Block Magazine is a product of the modern architectural block. We inquire how the same concrete brick may be deconstructed by a system of combinations endowing it with new meaning; "Block #01 / C.T.", "Block #02 / Patrol", "Block #03 / Occasional" comprise the assemblage for 2005-2006.
The first volume raises the issue of body and space through multiple concepts flaneuring freely between the medical body, the urban body, the nomadic body, the biological body and their hybridization.

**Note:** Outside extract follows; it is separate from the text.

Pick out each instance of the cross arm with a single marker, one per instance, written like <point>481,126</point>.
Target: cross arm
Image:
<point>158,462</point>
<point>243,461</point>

The magazine's body is a two-dimensional architectural space expressing and representing the assemblage of ideas. As editors we move on the continuum between the traditional editorial role and the curator's role, setting up a collection according to a certain thesis; on Walter Banjamin's continuum, it is the motion between the surgeon and the magician, the invasive act and the invisible cuddle. Thereby the magazine presents renowned authors and local writers seeking to breach the predetermined cycle, moving freely among the local capsules and allowing space to the inter- and multi-disciplinary event. Our curative choices stress the notion of nonlinear time in the critical process. Texts in the hermeneutic sense, constituting turning points and milestones, offering insights and comments, philosophical, descriptive, systematic and random, all deconstruct the block into another time. The magazine's time is the future anterior. Past is open for a future rewriting.
The work of critic and theorist Susan Sontag has been going with me for years. Her premature death reminds me of the concluding sentence in her 1964 essay "against interpretation": "in place of hermeneutics, we need an erotics of art".